Akibat Perang Dunia Kedua (Belanda diduduki Nazi Jerman dan Hindia Belanda diduduki Dai Nippon), kemerdekaan Indonesia berlangsung sepihak, tanpa didahului perundingan dengan Belanda. Belanda masih berupaya merebut kembali jajahan itu pada perang kemerdekaan yang berlangsung selama lima tahun, dari 1945-1949. Ketika tahu bahwa Belanda kalah dan akan kehilangan Indonesia, Wilhelmina patah arang. Dia berabdikasi tahun 1948, digantikan oleh putrinya: Juliana.
Julianalah yang menandatangani penyerahan kedaulatan (bagi kita pengakuan kedaulatan) pada tanggal 27 Desember 1949 di Istana De Dam, Amsterdam. Pada pidatonya Juliana tampil sebagai seorang ratu yang berpendirian progresif dalam soal kemerdekaan bangsa-bangsa terjajah. “Niet langer staan wij gedeeltelijk tegenover elkander, wij zijn nu naast elkaar gaan staan ... onmeetbaar groot is de voldoening van een volk dat zijn vrijheid verwerkelijkt ziet.” Kira-kira berarti: “Kita tidak lagi berhadap-hadapan, kita sekarang sama-sama berdiri berdampingan ... adalah kepuasan yang tak terperikan bagi sebuah bangsa ketika melihat bahwa kemerdekaannya sekarang terwujud”.
Dan memang di bawah Juliana, Belanda masih kehilangan satu koloninya lagi: Suriname yang merdeka pada tahun 1975. Pada zaman itu pikiran kiri progresif bermekaran di Eropa, sehingga Den Haag yang berada di bawah perdana menteri Joop den Uyl dari para buruh PvdA, merasa malu punya koloni. Kalau Indonesia masih dihalang-halangi kemerdekaannya, justru Suriname disuruh cepat-cepat merdeka. Dan Juliana tidak keberatan kehilangan wilayah, walaupun dia bersumpah menjaga dan memelihara wilayah negerinya.

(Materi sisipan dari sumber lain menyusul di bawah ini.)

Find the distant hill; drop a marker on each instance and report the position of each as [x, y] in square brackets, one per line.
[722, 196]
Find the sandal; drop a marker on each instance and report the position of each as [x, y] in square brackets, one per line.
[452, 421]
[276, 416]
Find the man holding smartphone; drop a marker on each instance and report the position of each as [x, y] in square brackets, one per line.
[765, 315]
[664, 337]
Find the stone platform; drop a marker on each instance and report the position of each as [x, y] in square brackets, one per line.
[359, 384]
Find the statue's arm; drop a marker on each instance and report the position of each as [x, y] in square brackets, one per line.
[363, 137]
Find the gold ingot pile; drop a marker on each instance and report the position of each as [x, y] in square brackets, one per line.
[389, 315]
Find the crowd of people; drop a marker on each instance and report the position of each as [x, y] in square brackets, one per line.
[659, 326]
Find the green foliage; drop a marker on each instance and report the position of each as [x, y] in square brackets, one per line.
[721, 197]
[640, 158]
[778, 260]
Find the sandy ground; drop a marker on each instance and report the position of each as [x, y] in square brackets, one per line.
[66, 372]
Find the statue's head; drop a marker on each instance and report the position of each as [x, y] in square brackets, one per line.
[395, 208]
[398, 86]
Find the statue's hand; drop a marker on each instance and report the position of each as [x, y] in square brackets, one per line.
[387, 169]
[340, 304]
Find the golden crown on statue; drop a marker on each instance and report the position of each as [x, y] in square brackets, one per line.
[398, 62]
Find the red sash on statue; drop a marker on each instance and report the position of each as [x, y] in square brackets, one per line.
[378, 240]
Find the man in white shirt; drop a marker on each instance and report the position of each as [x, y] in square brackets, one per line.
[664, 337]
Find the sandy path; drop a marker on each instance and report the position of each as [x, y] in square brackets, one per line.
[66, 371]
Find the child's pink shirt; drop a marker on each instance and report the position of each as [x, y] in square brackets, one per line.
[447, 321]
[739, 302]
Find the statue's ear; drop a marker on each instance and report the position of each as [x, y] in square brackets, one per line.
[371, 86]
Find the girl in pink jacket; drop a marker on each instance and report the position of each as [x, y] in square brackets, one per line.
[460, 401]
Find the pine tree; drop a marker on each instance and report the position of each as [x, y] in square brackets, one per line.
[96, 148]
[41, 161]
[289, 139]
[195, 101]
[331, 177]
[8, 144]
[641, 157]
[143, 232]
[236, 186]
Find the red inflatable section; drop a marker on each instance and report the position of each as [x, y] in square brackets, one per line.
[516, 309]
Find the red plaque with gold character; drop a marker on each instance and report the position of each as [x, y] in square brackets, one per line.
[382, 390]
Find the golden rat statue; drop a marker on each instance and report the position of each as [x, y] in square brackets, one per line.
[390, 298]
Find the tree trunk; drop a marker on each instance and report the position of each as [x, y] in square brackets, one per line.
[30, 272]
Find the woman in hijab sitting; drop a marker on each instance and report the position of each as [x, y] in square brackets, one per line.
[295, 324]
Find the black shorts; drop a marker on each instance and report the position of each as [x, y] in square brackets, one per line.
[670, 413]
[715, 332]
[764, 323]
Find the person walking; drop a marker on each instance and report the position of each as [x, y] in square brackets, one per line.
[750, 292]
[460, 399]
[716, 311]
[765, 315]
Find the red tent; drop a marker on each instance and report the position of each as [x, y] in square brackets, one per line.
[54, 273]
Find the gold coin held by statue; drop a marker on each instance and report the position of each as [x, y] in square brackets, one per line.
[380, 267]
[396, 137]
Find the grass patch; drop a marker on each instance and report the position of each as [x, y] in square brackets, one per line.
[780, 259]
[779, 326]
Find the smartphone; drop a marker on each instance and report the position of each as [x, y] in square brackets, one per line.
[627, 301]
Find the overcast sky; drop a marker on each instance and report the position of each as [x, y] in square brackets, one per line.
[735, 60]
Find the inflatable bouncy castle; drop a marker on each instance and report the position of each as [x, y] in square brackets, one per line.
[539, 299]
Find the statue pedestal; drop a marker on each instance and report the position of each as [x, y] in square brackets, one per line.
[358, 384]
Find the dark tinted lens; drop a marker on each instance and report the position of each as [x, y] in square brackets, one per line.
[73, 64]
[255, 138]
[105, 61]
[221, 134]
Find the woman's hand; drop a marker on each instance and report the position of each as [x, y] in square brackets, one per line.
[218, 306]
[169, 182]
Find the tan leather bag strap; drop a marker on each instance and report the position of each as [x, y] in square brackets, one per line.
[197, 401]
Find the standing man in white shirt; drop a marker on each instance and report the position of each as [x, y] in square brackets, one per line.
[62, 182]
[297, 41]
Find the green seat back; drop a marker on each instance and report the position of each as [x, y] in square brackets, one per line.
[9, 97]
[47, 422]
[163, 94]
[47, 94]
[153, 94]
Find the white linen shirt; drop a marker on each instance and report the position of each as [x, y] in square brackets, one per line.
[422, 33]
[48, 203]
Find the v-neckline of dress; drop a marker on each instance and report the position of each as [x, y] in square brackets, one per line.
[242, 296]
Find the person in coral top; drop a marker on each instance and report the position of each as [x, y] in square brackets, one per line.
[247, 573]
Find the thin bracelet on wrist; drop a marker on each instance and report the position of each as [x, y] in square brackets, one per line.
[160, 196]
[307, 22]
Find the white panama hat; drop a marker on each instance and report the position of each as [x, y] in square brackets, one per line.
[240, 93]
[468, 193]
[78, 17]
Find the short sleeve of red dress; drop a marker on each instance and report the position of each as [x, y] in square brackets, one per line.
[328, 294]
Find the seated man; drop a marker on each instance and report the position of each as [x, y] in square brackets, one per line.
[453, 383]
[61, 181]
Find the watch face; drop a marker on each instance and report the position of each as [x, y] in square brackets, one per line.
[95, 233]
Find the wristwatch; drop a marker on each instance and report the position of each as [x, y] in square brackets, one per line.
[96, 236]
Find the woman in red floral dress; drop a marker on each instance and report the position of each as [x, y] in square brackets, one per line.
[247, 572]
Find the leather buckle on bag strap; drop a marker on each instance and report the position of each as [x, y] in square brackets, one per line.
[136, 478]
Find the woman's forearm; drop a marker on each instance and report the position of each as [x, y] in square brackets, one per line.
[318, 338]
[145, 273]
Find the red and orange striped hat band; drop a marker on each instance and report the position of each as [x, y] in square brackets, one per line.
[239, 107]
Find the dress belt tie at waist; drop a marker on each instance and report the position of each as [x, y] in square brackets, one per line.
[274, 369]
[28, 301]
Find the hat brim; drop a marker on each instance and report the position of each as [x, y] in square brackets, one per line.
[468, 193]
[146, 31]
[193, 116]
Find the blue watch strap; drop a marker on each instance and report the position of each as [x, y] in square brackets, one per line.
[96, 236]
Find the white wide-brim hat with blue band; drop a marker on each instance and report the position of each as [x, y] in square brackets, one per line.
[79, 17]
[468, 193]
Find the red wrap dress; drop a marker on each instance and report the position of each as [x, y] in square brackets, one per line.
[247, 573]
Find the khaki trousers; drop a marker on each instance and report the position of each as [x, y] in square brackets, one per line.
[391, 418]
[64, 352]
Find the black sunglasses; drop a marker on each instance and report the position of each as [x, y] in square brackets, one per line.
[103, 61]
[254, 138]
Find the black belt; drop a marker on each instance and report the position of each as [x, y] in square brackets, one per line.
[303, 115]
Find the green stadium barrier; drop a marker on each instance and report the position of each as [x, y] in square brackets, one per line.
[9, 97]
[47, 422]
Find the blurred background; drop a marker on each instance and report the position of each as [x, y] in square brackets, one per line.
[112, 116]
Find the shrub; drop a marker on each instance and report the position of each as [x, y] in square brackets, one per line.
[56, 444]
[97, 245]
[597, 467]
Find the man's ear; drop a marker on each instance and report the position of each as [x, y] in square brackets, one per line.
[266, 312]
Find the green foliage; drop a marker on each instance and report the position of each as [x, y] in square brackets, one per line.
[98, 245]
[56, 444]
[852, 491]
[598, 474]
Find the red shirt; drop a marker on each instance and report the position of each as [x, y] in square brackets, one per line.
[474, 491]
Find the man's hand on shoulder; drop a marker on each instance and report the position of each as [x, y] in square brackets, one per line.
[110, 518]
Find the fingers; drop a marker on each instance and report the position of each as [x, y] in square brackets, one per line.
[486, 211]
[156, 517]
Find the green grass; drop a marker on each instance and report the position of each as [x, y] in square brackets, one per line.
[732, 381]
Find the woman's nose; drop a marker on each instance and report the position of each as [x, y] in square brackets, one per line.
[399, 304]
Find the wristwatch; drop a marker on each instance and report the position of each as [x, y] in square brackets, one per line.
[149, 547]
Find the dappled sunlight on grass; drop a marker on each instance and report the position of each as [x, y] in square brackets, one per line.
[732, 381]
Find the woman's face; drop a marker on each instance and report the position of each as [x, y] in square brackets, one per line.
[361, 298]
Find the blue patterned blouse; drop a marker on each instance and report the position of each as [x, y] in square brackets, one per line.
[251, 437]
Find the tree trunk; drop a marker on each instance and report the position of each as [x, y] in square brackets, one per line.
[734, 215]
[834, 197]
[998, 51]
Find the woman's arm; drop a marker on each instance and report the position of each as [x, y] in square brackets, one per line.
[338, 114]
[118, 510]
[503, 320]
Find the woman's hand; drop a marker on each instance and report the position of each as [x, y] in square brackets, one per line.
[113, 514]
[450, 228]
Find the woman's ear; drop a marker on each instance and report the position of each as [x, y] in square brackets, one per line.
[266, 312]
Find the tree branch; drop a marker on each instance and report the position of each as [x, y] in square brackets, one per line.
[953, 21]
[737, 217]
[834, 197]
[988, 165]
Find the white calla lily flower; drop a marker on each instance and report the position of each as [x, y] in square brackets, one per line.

Beatrix yang menggantikan Juliana jelas tidak menghadapi masalah wilayah. Di zamannya banyak jajahan sudah merdeka, wilayah Belanda di Karibia tidak lagi diperlakukan sebagai jajahan, tetapi sebagai bagian kerajaan dengan pemerintahan dan parlemen sendiri. Beatrix justru menghadapi masalah kekuasaannya, apakah dia harus tetap dalam monarki konstitusional atau monarki seremonial.